Movie Review: Lincoln

Movie Review: Lincoln

Lincoln is the highly anticipated movie from Steven Spielberg that has had critics and fans watering at the mouth to see inside the life of the 16th President of the United States. Standing in office from 1861 till his assassination in 1865 Lincoln was set to leave his mark on American history as he chartered the waters of both the Civil War and his penultimate mark left with the abolition of slavery.

Our story starts as Lincoln is in the field of war addressing a number of young soldiers both black and white at the front of the Civil war amongst the dark, the rain and the mud. As the young soldiers gush forth with the admiration they then prove their calibre by breaking forth into reciting Lincoln’s most famous speech, The Gettysburg Address. It paints a beautiful backdrop for the movie as President Lincoln is freshly elected for a second term and has an agenda item that history will remember him for. This is where the heart of our story is anchored as the movie tells the political strategy that Lincoln employed to land the 13th amendment through the American political system in such a way that the Civil War ended and slavery was abolished.

The movie has pulled together some of the biggest names in the industry who were more than happy to pick up a few minor lines in order to share the stage with Spielberg’s epic drama.
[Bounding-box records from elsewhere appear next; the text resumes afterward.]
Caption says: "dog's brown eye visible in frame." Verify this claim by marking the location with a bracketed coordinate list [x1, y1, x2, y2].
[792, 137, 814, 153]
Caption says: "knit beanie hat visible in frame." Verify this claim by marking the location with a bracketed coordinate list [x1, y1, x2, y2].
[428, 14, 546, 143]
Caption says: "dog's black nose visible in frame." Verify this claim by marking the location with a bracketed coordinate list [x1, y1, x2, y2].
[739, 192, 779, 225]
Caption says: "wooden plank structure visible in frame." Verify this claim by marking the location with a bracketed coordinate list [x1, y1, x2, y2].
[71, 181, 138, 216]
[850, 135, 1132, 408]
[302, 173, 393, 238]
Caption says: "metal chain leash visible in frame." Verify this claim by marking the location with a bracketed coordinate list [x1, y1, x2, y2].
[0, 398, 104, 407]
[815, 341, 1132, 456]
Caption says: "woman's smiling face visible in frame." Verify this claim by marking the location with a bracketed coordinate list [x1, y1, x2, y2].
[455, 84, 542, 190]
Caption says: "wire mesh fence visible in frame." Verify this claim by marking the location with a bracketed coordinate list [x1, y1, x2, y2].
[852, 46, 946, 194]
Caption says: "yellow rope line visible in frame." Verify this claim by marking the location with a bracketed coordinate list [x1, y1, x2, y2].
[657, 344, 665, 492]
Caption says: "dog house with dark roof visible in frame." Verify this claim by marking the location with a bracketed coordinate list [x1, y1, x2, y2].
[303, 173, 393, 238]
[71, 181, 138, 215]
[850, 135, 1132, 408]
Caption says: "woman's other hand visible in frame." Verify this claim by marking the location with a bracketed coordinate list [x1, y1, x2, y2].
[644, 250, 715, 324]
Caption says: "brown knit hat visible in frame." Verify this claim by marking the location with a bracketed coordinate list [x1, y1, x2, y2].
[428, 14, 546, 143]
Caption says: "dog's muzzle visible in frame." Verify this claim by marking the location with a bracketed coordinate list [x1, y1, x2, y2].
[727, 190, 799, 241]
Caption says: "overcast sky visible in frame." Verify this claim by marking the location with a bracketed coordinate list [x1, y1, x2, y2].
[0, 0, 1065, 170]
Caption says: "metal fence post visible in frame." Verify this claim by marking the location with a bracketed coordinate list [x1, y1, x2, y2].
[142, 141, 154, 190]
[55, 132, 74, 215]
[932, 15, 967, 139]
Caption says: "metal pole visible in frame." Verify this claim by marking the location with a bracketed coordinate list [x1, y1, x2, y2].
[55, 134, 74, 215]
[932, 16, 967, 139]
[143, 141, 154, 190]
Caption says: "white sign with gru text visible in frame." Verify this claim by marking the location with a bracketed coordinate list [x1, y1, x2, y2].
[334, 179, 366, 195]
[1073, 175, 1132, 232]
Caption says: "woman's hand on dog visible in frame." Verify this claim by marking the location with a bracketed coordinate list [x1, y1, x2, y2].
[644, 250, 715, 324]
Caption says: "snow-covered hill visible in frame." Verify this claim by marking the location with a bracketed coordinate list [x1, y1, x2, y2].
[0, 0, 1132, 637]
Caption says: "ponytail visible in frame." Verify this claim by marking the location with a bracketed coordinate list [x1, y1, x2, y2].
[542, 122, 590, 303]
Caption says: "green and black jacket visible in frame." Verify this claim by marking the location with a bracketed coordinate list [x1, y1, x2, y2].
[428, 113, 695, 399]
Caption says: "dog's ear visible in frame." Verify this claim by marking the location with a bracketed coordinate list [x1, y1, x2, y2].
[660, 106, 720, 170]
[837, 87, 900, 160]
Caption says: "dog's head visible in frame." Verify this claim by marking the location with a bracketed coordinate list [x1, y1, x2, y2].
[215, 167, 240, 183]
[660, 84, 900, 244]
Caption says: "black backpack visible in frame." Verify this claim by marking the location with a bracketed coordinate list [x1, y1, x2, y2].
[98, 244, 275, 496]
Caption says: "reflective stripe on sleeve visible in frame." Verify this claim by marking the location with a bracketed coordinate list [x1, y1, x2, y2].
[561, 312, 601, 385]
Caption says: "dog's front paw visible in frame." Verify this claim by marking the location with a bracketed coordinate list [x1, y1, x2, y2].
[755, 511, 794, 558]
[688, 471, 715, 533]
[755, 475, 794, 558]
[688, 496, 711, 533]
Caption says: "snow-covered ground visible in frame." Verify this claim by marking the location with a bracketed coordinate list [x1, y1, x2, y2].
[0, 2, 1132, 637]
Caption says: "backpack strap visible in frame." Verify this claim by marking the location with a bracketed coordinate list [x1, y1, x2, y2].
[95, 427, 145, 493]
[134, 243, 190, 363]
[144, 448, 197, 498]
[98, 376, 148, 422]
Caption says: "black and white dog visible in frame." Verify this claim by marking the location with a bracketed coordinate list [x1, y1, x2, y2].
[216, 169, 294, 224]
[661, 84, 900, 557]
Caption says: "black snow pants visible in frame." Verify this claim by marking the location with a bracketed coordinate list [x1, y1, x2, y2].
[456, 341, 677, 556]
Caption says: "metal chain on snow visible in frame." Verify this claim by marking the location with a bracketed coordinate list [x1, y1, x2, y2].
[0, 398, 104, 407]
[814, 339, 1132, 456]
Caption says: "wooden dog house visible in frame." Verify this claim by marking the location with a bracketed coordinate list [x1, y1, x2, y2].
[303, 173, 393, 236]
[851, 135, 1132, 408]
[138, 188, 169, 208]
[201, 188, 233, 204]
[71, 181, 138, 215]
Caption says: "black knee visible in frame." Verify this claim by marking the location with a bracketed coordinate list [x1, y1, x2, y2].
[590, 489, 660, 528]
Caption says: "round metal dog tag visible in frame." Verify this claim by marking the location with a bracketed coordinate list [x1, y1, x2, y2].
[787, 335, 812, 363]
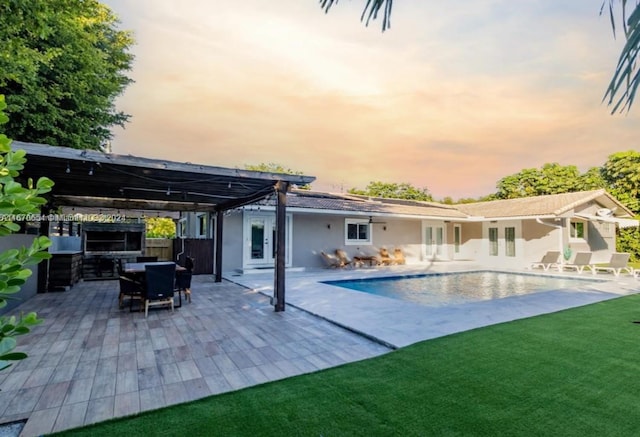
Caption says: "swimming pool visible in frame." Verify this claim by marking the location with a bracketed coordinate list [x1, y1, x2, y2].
[324, 271, 602, 307]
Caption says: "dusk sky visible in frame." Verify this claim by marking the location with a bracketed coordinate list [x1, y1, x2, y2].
[103, 0, 640, 199]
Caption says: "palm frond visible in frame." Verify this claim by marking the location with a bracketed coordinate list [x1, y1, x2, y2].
[319, 0, 393, 32]
[600, 0, 640, 114]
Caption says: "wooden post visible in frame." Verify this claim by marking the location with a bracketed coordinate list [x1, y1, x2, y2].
[274, 181, 289, 312]
[213, 211, 224, 282]
[37, 206, 51, 293]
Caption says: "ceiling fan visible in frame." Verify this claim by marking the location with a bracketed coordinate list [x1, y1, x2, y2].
[369, 216, 387, 225]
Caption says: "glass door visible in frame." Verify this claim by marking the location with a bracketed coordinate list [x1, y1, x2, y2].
[423, 223, 445, 259]
[249, 218, 272, 262]
[243, 213, 291, 268]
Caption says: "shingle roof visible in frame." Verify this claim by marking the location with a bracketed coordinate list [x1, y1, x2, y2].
[287, 190, 467, 218]
[268, 190, 633, 220]
[457, 190, 632, 218]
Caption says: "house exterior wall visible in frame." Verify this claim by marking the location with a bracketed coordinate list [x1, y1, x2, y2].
[185, 192, 628, 271]
[292, 213, 420, 268]
[565, 202, 616, 263]
[219, 210, 243, 272]
[456, 223, 482, 260]
[520, 220, 565, 267]
[0, 234, 39, 314]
When the starring role was awarded to mercurial Daniel Day-Lewis the anticipation grew to another level. Day-Lewis not only brings a couple of Oscars in his back pocket but the London-based actor brought his 1.87cm stature to the role as well. While normally an actor can have their physical presence worked around there was no doubt that the historically tall Lincoln needed someone to match his 1.93cm (6’ 4”) presence. Add the superb make-up and hair and we found Lincoln had left his log cabin and was dramatic on-screen with a wary swagger and an almost carefree approach to the mantle of being President.
The moody lighting and often confined sets speak of a dark time in American History but through it, Daniel Day-Lewis charts a course with a performance that is full of care and levity. He portrays an astute strategist and a man of principle and depth of character.

“The minute you begin to approach him – and there are vast corridors that have been carved that lead you to an understanding of that man’s life, both through the great riches of his own writing and all the contemporary accounts and biographies – he feels immediately and surprisingly accessible. He draws you closer to him.” – Daniel Day-Lewis on playing Abraham Lincoln

The script for this drama is of such a high calibre that it isn’t hard to see that the authors must have a fine pedigree. The basis of the screenplay was taken from the book “Team of Rivals” by Pulitzer Prize-winning prolific America History writer Doris Kearns Goodwin. It was then adapted into a screenplay by Spielberg’s Munich collaborator, another Pulitzer Prize-winning author, Tony Kushner. While bringing the depth of history into the 150min of onscreen time was a masterpiece, the scripting that allowed us to meet a wide range of the personalities of the day was also exceptional. Across the political divide as well as the gap between races and generations, we have a snapshot of American Civil War History.

We see Ulysses S. Grant (Jared Harris) as he waits pensively with Lincoln’s son Robert (Joseph Gordon-Levitt) in the field for news of the 13th amendment vote. Lincoln aligns heavily with Secretary of State, William H. Seward (David Strathairn) but it’s the role of Republican power broker Thaddeus Stevens played by Tommy Lee-Jones that proves to be a pivot point for the story. Jones draws us deep into the character when at times we wonder which way the state of affairs will roll. This parallel storyline in the movie shows us the tactics based on political savvy and harnessed alliances that were necessary but the end result seen through Thaddeus Steven’s eyes reveals a very personal reward.

The supporting role of most significance however goes to Sally Field’s portrayal of Mary Todd Lincoln. The First Lady to Lincoln walked a difficult path losing two children young in life, dealing with depression and migraines as well as the political pressure of living alongside a Republican President set on abolishing slavery while dealing with her family background from wealthy slaveholders. The field is all-encompassing from her ability to play the in-control political strategist with cheek and power through to the weak-minded wife suffering to support her husband. It’s a performance that critics will applaud for her ability to capture the heart while not stealing the show.

America will be proud to see Lincoln portrayed for his strength of determination. The rights that were wronged, and the costs that were borne have given America a different future than the path they were on before Lincoln arrived. For pure class and a story worth following this is a 4 out of 5 popcorn historical event.